Friday, August 5, 2011

CCLaP intersection spotlight thing Take One - Karen the Small Press Librarian.


With CCLaP's fourth anniversary rapidly approaching the center is receiving all sorts of well-deserved attention and adulation. In general, we couldn't be more excited about this, but we are especially excited because so much of the attention is coming from venues we quite dig, the first of which is an interview recently posted on the Karen the Small Press Librarian blog run by TBWCYL, Inc. favorite Karen Lillis. Now, how about some excerpt? Word.


How has the reception been for the e-books you’ve published so far? I’m not trying to single out your authors, but more to ask how you reached out and found an audience, and what you learned about how to find your readers in between Book #1 and Book #4.

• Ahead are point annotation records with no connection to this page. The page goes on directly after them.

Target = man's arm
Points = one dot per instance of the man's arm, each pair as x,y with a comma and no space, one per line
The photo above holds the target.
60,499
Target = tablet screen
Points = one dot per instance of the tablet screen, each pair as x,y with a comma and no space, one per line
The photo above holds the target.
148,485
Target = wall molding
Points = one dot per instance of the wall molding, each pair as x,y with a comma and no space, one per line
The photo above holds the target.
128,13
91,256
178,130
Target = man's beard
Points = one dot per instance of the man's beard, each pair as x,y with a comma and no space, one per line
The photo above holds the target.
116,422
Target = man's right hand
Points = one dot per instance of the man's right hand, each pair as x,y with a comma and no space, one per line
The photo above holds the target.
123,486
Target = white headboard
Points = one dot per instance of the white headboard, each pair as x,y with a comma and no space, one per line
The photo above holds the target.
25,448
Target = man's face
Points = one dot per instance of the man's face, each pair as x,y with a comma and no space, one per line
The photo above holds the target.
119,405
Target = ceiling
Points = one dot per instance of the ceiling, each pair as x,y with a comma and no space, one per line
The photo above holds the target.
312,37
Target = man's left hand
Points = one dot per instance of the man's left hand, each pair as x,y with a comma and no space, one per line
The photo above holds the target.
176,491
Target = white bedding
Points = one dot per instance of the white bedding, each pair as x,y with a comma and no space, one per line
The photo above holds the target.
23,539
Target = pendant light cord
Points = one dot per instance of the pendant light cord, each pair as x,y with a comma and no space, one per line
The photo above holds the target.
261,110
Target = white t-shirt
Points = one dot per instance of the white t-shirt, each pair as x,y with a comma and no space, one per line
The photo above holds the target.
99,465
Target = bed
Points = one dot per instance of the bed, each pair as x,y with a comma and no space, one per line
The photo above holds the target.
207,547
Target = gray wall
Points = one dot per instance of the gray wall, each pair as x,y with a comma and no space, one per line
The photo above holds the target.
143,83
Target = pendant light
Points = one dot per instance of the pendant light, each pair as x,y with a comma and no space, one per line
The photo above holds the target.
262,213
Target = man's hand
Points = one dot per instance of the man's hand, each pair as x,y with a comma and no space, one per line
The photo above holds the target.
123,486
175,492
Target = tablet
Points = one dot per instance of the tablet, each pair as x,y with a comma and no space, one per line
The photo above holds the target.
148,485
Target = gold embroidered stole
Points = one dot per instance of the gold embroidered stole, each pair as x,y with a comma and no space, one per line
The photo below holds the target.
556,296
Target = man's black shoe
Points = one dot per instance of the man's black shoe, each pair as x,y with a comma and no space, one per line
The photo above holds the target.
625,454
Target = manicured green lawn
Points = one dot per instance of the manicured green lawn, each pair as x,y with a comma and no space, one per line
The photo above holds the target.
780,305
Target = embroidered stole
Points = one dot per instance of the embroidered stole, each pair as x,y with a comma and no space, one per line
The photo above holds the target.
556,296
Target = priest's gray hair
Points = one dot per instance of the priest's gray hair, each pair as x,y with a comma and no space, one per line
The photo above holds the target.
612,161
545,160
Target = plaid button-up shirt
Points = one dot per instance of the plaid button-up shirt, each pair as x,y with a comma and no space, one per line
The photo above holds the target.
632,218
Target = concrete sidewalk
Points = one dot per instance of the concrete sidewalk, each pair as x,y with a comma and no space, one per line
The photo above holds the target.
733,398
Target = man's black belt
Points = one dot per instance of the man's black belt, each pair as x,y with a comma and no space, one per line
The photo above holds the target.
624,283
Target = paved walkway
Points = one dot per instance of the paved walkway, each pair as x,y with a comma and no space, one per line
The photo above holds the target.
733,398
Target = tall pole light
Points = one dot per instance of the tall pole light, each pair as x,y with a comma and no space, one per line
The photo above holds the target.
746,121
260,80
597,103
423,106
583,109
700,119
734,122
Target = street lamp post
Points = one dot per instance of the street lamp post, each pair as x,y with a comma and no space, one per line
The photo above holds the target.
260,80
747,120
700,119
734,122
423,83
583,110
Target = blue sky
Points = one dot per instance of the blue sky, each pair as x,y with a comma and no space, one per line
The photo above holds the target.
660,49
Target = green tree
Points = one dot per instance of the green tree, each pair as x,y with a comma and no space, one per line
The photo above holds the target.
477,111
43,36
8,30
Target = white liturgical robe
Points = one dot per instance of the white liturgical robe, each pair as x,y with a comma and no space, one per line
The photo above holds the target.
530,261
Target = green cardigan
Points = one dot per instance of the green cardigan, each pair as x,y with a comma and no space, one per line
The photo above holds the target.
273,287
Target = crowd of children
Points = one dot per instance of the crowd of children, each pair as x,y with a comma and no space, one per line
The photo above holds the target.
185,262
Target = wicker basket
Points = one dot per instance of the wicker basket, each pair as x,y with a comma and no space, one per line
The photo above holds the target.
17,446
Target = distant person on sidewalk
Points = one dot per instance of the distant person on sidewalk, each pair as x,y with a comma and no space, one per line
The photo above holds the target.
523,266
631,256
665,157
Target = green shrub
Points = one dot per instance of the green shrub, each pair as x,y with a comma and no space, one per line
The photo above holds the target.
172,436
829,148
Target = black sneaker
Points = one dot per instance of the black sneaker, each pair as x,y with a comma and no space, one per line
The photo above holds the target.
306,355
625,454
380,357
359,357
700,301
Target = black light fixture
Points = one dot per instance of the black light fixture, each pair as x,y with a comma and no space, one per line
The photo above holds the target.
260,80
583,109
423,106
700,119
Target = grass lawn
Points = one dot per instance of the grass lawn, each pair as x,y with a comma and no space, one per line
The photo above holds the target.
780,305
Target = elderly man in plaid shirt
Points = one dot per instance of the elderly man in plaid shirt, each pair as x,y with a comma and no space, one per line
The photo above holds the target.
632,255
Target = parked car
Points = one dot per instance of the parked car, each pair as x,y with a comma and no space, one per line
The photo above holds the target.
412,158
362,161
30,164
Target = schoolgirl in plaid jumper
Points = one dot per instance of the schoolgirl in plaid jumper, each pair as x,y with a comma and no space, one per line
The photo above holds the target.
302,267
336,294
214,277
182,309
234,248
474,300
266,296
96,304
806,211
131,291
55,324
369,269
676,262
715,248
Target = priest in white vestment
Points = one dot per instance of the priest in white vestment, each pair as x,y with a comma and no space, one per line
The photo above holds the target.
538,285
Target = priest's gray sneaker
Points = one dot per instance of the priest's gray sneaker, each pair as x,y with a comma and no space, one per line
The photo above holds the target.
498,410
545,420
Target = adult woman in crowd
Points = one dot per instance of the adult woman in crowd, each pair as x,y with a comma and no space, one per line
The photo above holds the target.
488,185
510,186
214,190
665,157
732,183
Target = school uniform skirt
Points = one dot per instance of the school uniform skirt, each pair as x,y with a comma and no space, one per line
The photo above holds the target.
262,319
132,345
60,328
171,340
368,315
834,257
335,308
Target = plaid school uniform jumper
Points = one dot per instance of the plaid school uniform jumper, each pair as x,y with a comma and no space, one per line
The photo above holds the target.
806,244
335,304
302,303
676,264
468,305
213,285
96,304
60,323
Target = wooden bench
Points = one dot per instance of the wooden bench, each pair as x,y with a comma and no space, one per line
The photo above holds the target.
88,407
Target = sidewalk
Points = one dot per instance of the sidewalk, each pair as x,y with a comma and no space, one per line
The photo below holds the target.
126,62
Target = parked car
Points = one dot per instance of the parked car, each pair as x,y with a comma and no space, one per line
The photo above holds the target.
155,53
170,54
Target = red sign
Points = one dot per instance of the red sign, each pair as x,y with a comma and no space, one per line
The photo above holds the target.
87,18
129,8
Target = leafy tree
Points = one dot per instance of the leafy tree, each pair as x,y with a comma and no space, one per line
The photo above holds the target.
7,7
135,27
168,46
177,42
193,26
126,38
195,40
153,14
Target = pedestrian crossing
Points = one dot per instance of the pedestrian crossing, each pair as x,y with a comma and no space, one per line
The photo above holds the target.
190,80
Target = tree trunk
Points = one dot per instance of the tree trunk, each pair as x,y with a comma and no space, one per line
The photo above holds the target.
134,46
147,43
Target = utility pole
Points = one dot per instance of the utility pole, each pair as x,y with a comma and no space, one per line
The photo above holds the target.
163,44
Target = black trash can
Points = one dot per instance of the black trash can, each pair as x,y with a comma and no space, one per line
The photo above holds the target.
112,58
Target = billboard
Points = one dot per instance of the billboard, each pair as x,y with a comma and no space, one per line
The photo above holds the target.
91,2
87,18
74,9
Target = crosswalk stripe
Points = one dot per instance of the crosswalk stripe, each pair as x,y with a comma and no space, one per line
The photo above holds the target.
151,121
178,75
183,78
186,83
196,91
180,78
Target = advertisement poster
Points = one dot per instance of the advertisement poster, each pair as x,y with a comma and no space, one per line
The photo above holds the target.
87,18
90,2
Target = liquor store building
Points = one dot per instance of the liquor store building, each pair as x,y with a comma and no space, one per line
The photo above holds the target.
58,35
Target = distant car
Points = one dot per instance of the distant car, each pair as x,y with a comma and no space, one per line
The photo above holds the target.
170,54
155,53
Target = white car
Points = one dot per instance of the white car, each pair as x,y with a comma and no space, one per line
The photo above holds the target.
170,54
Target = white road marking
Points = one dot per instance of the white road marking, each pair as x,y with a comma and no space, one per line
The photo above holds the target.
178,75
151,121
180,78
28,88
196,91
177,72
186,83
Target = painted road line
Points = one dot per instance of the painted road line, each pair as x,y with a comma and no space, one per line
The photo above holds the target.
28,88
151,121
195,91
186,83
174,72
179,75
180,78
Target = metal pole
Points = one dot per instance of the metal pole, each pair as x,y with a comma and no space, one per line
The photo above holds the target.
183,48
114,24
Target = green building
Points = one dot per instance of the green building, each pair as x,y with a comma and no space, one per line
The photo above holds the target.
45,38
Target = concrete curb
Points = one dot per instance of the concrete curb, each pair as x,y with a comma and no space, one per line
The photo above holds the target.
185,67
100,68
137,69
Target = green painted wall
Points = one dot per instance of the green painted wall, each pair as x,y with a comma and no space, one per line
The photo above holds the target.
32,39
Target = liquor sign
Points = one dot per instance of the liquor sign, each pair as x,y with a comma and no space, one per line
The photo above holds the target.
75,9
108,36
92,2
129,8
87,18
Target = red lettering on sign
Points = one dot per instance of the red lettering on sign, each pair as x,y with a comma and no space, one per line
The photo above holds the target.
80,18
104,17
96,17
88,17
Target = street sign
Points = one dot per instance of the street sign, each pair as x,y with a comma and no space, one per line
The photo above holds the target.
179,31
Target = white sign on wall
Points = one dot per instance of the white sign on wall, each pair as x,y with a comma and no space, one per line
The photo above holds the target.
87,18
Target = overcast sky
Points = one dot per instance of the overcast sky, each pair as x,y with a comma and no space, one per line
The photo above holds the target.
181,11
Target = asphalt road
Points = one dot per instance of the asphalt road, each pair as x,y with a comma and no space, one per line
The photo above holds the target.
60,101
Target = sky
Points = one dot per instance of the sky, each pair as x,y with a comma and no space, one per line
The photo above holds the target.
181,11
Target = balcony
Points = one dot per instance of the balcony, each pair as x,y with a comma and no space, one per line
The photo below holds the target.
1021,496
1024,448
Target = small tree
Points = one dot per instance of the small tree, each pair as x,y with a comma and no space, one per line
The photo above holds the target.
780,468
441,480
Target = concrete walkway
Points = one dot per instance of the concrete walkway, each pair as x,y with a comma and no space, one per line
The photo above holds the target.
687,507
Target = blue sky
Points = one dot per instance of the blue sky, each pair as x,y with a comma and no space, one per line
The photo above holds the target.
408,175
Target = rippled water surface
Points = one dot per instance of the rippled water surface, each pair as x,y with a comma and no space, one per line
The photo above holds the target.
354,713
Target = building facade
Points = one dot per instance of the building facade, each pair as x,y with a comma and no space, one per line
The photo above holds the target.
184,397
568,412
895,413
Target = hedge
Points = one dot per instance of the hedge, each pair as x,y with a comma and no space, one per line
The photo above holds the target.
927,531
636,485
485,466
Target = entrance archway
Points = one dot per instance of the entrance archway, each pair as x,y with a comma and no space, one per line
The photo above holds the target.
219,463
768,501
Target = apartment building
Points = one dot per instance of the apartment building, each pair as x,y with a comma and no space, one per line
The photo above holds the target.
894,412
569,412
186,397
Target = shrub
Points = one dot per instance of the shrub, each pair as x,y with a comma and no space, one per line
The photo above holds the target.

When I talk to my friends who run more traditional basement presses about this subject, it looks pretty certain that in general terms, CCLaP is generating the same amount of paying customers from the ebooks as they are from their paper books, which as most people know is nothing to sneeze at but no great shakes either. The nice thing, though, is that since the ebooks are released under a "pay what you want" scheme, it means that our paying customers only make up around 25 percent of the book's total readership; and so if you're talking just about how many eyeballs the center's books are getting in front of, you can think of it in general terms of about three to four times the amount of a typical basement press. The biggest lesson I've learned so far about gathering an audience is that this stuff really does fall along traditional age lines to a great extent; so that is, whenever I publish a middle-aged author with a middle-aged audience, downloads of the electronic version are always smaller than a title by a twentysomething with a college-aged audience, even when that book will often generate the same amount of press and interest away from the internet. The adoption of ebooks is truly a generational issue, I'm slowly learning.